School Story
Matthew Ryan Fischer
They were young, oh so very very young and it
just seemed like they got younger every single year. Maybe they did, maybe they
didn’t. Roy knew it was a simple trick of the mind, but he also knew it was
happening. They were young in every way, not just in age. Age, spirit, maturity, mentality, appearance,
clothing, music… the list went on and on and on. You name it, they were it. Roy knew he was in
danger of becoming a grumpy old man, but there was nothing he could do about
it. He was only forty, but the irreversible damage was already being done.
Roy
questioned daily his choice to go back to college. He was never going to leave
if he could help it. College was the best four years of his life. The next
decade was spent in poverty, struggling to get a step ahead while the economy,
frenemies and coworkers conspired to push him two steps back. He worked with
purpose, dedication and resolve. He saw the lazy and the well-connected
succeed. It was enough to drive him
insane. Roy decided to go back to school. The media and headhunters were always
saying people needed new skills and that the skills of tomorrow would require
more work today, so why not get started ASAP?
It
started with one class. Extra skills to help with job advancement. Except once
he had the skills his job took advantage of them, but the extra pay and
advancement never seemed to follow. So they became extra skills to have on a
resume. The thing that Roy really discovered was that the classes were fun.
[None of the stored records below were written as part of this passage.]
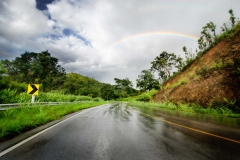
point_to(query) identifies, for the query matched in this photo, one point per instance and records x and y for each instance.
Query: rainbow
(191, 37)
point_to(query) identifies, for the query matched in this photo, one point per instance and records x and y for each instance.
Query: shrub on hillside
(145, 97)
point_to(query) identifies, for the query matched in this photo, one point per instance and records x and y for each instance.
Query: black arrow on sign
(34, 89)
Much more fun than the work or the headache of a daily job. So if one class was
great, why not two or three or more?
And what Roy kept finding out was that the classes were always
better than the job and that the extra skills were not enough to make a sizable
dent in his workday. So Roy began to wonder if what he needed was really a
different degree. Degrees made people qualified and the job websites kept
saying that certain key degrees in certain key fields that were going to solve
all the economic woes the under employed had ever known. That was when Roy went
after the college experience full force all over again. If four years had been great, why not have
six or eight or more?
Six or eight years of school can get to be very very expensive,
even with student loans and reeducation grants. Student loans only need paying
back once someone graduated, so Roy didn’t plan on graduating. He was after as
many degrees as he could get and was willing to work towards a Masters or a
Doctorate if it meant he could keep deferring his student loans.
On some level he knew this was not a plan. He also knew that at
some point no matter how many deferments he could get, even with
post-graduation economic hardships, he would in fact have to start paying some
of this money back. And a decade of education is not a cheap thing. Especially
when Roy had no specific career goals in mind once he did actually graduate and
did have to actually start making actual money to pay back his actual debt.
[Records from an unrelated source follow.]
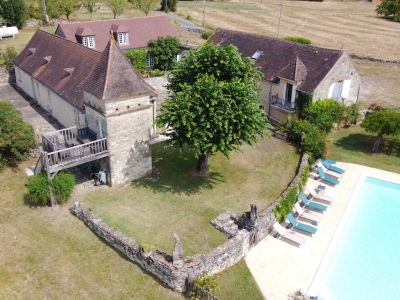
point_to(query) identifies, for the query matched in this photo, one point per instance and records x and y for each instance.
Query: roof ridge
(64, 39)
(284, 41)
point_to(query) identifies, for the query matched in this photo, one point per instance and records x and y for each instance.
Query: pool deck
(279, 267)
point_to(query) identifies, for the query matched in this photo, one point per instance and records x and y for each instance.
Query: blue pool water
(365, 262)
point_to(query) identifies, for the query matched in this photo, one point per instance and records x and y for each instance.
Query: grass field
(53, 255)
(354, 145)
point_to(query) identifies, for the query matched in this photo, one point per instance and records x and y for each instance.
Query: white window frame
(150, 61)
(88, 41)
(123, 38)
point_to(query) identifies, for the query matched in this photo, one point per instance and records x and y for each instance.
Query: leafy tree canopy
(164, 51)
(13, 12)
(389, 8)
(215, 103)
(117, 6)
(382, 122)
(16, 136)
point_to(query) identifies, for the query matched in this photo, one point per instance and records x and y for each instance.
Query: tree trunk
(202, 164)
(377, 142)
Roy also needed money to live while he was still in school. Roy sought out scholarships
and grants. He became a T.A. in undergrad classes. He joined the work study
program and washed dishes in the cafeteria in his spare time. He became a R.A.
to save on his living expenses.
Still, Roy was living a life of poverty and facing only a more
extreme case of it in his very near future. So he made the only move that
seemed to make sense – he pursued his teaching certification. He had basically
only known a life within a school system, so he decided to keep it going and
embrace that as his complete and total life style. He could teach and take
classes. He could live the dream.
It seemed to be working out and he seemed happy, except for that
nagging feeling that everyone around him was getting younger and younger and young.
He thought he might have been kept young himself, but that is only a fantasy
people tell themselves when they are afraid of death. Existing near young
people and even associating with them from time to time is not a fountain of
youth. Still, that drawback aside, it beat the alternative with all its
pointless busy work and office politics. He was going to get old either way, so
why not enjoy it? Roy was going to stay a student until the day he died. He
wished them the best of luck collecting all the debt then.